“Advancing mathematics by guiding human intuition with AI,” by Alex Davies, Petar Velickovic and colleagues at DeepMind together with mathematicians Marc Lackenby and Andras Juhasz at Oxford and Geordie Williamson at Sydney, was published in Nature in December 2021. It demonstrated a way to use machine learning not to prove theorems automatically, but to help human mathematicians notice relationships they would otherwise miss.

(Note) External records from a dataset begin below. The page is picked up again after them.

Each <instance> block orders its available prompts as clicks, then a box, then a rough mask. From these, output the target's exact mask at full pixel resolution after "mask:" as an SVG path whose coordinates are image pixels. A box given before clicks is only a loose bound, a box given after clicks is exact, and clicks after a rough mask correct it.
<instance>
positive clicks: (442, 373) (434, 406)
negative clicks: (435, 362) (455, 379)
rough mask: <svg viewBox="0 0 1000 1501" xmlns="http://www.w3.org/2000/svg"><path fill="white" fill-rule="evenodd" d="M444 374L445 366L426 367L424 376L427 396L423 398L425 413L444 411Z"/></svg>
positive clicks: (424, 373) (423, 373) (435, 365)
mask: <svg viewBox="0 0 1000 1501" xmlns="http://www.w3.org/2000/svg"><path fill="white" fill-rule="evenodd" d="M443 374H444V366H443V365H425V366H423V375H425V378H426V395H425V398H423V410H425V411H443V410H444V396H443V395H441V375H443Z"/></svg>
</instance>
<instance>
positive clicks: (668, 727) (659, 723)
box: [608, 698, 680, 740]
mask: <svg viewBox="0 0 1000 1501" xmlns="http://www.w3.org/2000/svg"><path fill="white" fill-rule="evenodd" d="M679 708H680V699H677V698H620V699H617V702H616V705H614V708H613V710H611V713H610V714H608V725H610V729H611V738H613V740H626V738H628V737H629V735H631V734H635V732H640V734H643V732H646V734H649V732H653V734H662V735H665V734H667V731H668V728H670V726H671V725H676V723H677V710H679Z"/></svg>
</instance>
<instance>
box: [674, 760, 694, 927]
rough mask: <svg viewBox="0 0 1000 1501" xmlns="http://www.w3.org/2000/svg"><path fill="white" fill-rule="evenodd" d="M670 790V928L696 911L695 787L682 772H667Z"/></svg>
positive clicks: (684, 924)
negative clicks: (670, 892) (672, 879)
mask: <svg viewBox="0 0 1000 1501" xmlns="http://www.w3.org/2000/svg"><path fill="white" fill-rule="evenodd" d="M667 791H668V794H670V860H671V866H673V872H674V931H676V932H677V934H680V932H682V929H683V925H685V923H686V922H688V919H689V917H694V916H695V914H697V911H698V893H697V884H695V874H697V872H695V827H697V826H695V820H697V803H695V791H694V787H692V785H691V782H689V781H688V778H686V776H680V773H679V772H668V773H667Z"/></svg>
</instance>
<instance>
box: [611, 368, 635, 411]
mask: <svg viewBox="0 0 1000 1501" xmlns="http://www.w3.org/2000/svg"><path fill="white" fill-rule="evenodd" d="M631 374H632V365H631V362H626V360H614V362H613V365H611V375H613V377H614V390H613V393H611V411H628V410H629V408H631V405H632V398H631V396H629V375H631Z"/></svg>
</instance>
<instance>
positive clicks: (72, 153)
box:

The framework trains a model to predict one mathematical quantity from others, then uses attribution techniques to reveal which inputs the model relied on, pointing the mathematician toward a candidate relationship to investigate and prove by hand. The team applied this to two areas of pure mathematics. In knot theory they uncovered a previously unknown link between a knot’s algebraic invariant (its signature) and its geometry, captured by a new quantity they named the natural slope. In representation theory the approach produced evidence and an algorithm bearing on the combinatorial invariance conjecture, an open problem for roughly forty years, which Williamson then advanced and verified across millions of examples.
The work is significant as one of the first cases where machine learning contributed to genuine results in pure mathematics, and because of how it did so: the AI guided human intuition rather than replacing it, suggesting a collaborative model for using these tools in deep theoretical research.